今回は「不連続性理論(Linguistic Discontinuity Theory)」の経緯と動向です。不連続理論は「人類の言語機能は突然出現した」という理論ですが、独自の起源を他の動物類からの進展と考えない視点では、「言語は神が与えてくれた」という言語神授説を継承していると思います。それゆえ、逆説的にいえば、18世紀以降の不連続理論は、言語神授説からの脱却として展開されてきた、ともいえるでしょう。

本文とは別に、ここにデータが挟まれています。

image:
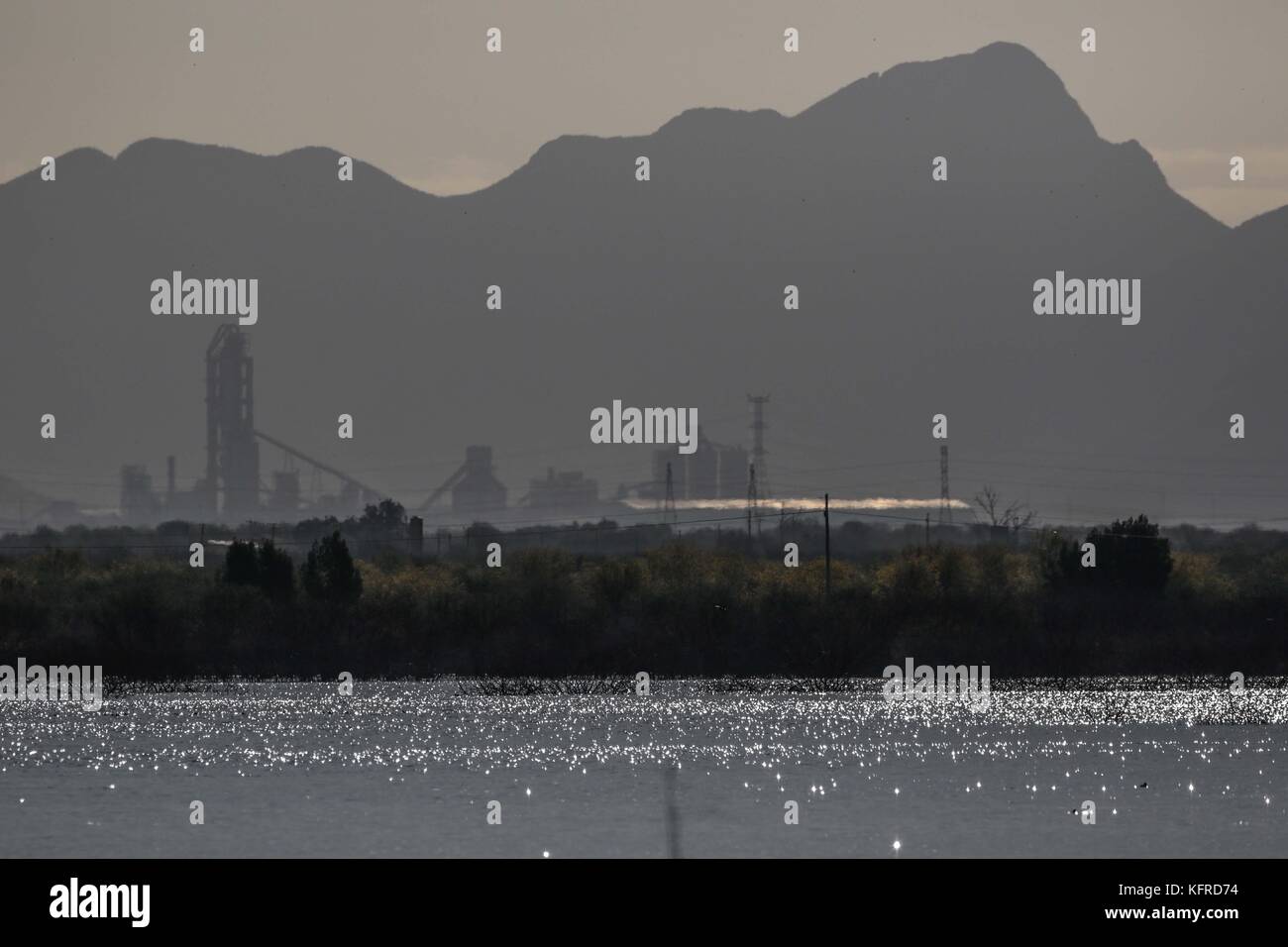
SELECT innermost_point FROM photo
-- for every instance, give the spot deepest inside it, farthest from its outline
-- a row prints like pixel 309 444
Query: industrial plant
pixel 235 487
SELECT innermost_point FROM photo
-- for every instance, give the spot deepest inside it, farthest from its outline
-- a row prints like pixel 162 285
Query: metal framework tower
pixel 232 451
pixel 758 437
pixel 945 510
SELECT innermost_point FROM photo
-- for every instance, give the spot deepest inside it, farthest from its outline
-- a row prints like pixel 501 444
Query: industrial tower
pixel 232 451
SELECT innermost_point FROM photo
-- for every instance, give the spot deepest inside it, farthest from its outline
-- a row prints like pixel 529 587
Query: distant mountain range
pixel 915 299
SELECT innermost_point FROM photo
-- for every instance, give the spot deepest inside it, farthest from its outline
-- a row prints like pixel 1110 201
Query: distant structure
pixel 138 501
pixel 475 487
pixel 712 472
pixel 562 491
pixel 758 438
pixel 945 509
pixel 232 451
pixel 669 506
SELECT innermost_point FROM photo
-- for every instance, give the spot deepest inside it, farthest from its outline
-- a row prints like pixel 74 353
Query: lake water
pixel 694 770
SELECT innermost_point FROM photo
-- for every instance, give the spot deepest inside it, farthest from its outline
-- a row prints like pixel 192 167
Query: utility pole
pixel 758 436
pixel 827 548
pixel 945 510
pixel 669 510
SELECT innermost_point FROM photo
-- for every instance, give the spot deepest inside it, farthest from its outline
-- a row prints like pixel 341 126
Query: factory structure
pixel 236 488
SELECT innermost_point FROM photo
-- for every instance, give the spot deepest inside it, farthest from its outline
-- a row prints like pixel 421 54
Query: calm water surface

●ドイツの哲学者・文学者、ヨーハン・ゴットフリート・ヘルダー(Johann Gottfried Herder:1744~1803)は、牧師で統計学者、ヨハン・ペーター・ジュスミルヒ(Johann Peter Süßmilch)の言語神授説を厳しく否定し、「言語を人間によってのみ作り出されたものである」と述べています。続けて「もし言語がなければ、人間にとって理性はありえなかった。そういうわけで、言語の発明は、人間にとって理性の使用と同じほど自然で、古く、根源的で、特質を示すものであった」とも主張しています(言語起源論:Abhandlungfiber den Ursprung der Sprache:1772)。 ●ドイツの言語学者、ヴィルヘルム・フォン・フンボルト(Wilhelm von Humboldt, 1767~1835)も、「言語は人間そのものに属し、人間の本質以外に何の源も持たないし、知らない」(Gesammelte Schriften, 1903-36)と述べ、言語を人間と一体のものとしている点において、ヘルダーの理念を受け継いでいます。 ●イギリスの自然科学者・生物学者、チャールズ・ロバート・ダーウィン(Charles Darwin, 1809–1882)は、「分節言語(音素とその対象の組み合わせ:筆者注)は人間固有である」としたうえで、「人間を他の動物から区別するのは、単なる分節化する能力ではない。というのも誰でも知っているように、オウムは話すことができるからだ。だが人間には、特定の音を特定の観念に結びつける大きな力がある。そして、このことは明らかに心的能力の発達に依存している」と述べています(The Descent of Man.1871)。 ●ダーウィンの理論は神授説とは対立する自然主義的な視点ですが、下等動物から人間にいたるまでの漸進的な進化(連続性理論)を想定したうえで、心的能力の発達で特定の音と特定の観念とが結びついた言語を人間固有のものと見ているのです。 |
●20世紀に入ると、人類の言語は他の生物とは異なる独自の特徴を持っており、特定の時点で急速に進化した、という理論が登場してきます。 ●この主張を代表する、アメリカの言語哲学者、A.N.チョムスキー(Avram Noam Chomsky,1928–)は、「言語能力は種に特有の特性であり、動物界には本質的な類似物が存在しないように見える」(The Minimalist Program,1995)と書いたうえで、「言語は、人間が5~10万年前のある時点で、突如一瞬の間に獲得した生物学的機能だということが判明した」とも述べています(講演会・第1回「言語の構成原理再考」:2014.3.5)。 ●もっとも近年になると、チョムスキー自身もアメリカの進化生物学者・マーク・D・ハウザー(Marc D. Hauser:1959~)やW・テカムセ・フィッチ(William Tecumseh Fitch:1963~)との共作で、生物の言語能力という概念を二重化し、「広義の言語能力(faculty of language — broad sense, FLB)」と「狭義の言語能力(faculty of language —narrow sense, FLN)」に区別したうえで、「広義の言語能力」は人間と他の動物が共有しているが、「狭義の言語能力」は人間のみが有している言語能力である、と述べています(The faculty of language: what is it, who has it, and how did it evolve ?:2012)。 ●このような主張は、「動物起源論➔連続性理論」と「言語神授説➔不連続性理論」の対立を埋める方向ともいえるでしょう。 |
以上のように、言語神授説の否定から始まった不連続性理論は、人類特有の言語能力を認める立場を次第に統合化しようとしています。